2025年の都道府県別東大・京大現役合格者数ランキングがネット上で話題を呼んでいる。両大学とも、東北地方からの合格者が極端に少ない実態が明らかになった。

東大ワーストは鳥取・滋賀の1名

 東大の都道府県別現役合格者数ワースト10を見ると、鳥取県と滋賀県が1名で最下位タイ。3位の島根県・香川県が2名、5位の高知県が3名と続く。

都道府県別 東大現役合格者数ワースト10

順位

都道府県

合格者数

1位

鳥取県

1名

1位

滋賀県

1名

3位

島根県

2名

3位

香川県

2名

5位

高知県

3名

6位

宮崎県

4名

7位

青森県

5名

7位

和歌山県

5名

9位

岩手県

6名

9位

徳島県

6名

11位

秋田県

7名

11位

山形県

7名

 東北勢では青森県5名、岩手県6名、秋田・山形県が各7名と軒並み下位に名を連ねた。さらに注目すべきは、東大出身者における非関東圏出身者の割合だ。過去20年で52.6%から38.3%へと14.3ポイントも減少。首都圏一極集中が加速している実態が浮かび上がる。

京大も東北地方が低迷

 一方、京都大学の状況も似ている。2025年度の都道府県別入学者数ワーストは、岩手県と秋田県の3名が同率最下位。

都道府県別 京大入学者数ワースト10

順位

都道府県

入学者数

1位

岩手県

3人

1位

秋田県

3人

3位

青森県

4人

3位

山形県

4人

5位

島根県

5人

6位

栃木県

6人

6位

福島県

6人

8位

山梨県

7人

9位

沖縄県

9人

10位

宮城県

11人

10位

鳥取県

11人

10位

佐賀県

11人

注:こちらは浪人も含む

 ワースト10のうち6県を東北地方が占めており、東北6県合計でも31名と全体のわずか1.2%にとどまる。
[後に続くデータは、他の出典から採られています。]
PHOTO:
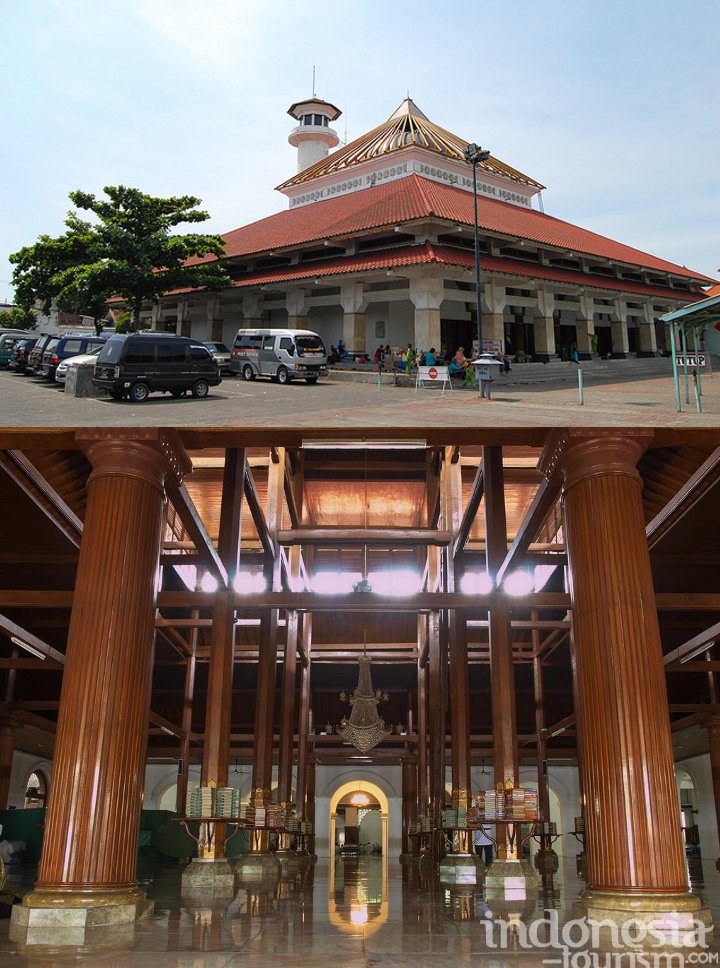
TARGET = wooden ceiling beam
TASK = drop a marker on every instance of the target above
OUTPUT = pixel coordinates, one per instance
(32, 483)
(256, 512)
(193, 524)
(695, 644)
(690, 494)
(470, 512)
(545, 497)
(364, 536)
(351, 602)
(13, 630)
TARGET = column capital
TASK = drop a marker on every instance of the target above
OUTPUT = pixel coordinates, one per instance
(573, 455)
(152, 455)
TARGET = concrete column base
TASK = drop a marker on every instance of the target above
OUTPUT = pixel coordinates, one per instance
(208, 879)
(91, 920)
(510, 880)
(290, 862)
(258, 869)
(461, 869)
(655, 921)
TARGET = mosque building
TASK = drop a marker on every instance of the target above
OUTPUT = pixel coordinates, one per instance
(377, 245)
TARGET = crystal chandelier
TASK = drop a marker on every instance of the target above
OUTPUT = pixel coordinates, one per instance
(364, 729)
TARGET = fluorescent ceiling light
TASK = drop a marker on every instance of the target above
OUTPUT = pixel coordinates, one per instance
(335, 582)
(519, 583)
(28, 648)
(389, 444)
(249, 582)
(476, 583)
(543, 574)
(691, 655)
(404, 581)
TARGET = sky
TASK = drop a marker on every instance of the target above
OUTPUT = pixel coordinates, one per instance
(612, 104)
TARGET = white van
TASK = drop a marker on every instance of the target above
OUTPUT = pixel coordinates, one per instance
(281, 354)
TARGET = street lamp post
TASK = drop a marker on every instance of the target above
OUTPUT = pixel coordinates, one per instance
(474, 154)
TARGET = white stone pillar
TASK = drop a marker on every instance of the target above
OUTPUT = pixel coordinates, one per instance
(214, 318)
(585, 327)
(647, 338)
(493, 322)
(618, 330)
(182, 326)
(354, 306)
(296, 306)
(426, 295)
(544, 327)
(252, 314)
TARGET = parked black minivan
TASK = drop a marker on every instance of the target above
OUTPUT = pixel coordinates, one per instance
(136, 364)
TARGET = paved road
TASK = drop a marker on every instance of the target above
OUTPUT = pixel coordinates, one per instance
(338, 402)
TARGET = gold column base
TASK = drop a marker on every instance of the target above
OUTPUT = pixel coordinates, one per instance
(84, 919)
(647, 920)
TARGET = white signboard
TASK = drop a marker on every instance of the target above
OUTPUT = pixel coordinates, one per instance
(433, 376)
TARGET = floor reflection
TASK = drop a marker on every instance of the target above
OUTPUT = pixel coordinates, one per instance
(356, 911)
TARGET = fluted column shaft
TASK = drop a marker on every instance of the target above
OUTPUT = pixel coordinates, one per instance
(93, 815)
(8, 725)
(409, 800)
(633, 837)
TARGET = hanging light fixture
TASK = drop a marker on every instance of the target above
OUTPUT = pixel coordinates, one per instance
(364, 729)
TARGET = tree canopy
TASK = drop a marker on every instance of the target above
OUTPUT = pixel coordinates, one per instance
(128, 251)
(18, 318)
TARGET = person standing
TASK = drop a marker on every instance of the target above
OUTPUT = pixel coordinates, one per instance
(482, 844)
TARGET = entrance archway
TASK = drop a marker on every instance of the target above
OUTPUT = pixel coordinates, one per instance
(359, 787)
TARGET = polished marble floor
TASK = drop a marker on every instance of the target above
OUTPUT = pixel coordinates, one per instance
(354, 913)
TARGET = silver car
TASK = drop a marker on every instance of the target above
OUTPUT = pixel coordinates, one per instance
(221, 354)
(62, 367)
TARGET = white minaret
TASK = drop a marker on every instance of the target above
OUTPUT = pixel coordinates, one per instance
(313, 137)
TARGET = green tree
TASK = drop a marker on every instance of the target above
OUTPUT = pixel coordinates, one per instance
(128, 251)
(18, 318)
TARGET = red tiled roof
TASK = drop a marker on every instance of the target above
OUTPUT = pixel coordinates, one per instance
(411, 198)
(428, 254)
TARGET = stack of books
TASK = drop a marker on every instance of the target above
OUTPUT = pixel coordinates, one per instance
(531, 805)
(227, 802)
(515, 804)
(449, 818)
(202, 802)
(275, 815)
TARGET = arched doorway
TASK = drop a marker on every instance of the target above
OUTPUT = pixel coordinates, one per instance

対照的に、京大入学者数トップの大阪府は485名。最少の岩手・秋田との差は実に162倍にも達する。近畿圏全体では1,283名と全体の47.7%を占め、地理的近さが大きく影響していることがうかがえる。

「人口減」だけでは説明できない格差

 「子どもの数が少ない地域だから仕方ない」という見方もあるが、それだけでは説明しきれない格差が存在する。教育インフラの充実度、進学塾の有無、難関大学を目指す文化の違いなど、複合的な要因が絡んでいるとみられる。

 東大・京大という日本のトップ大学への進学において、生まれ育った地域が大きく影響する現実。この格差をどう埋めていくかが、今後の教育政策の重要な課題となりそうだ。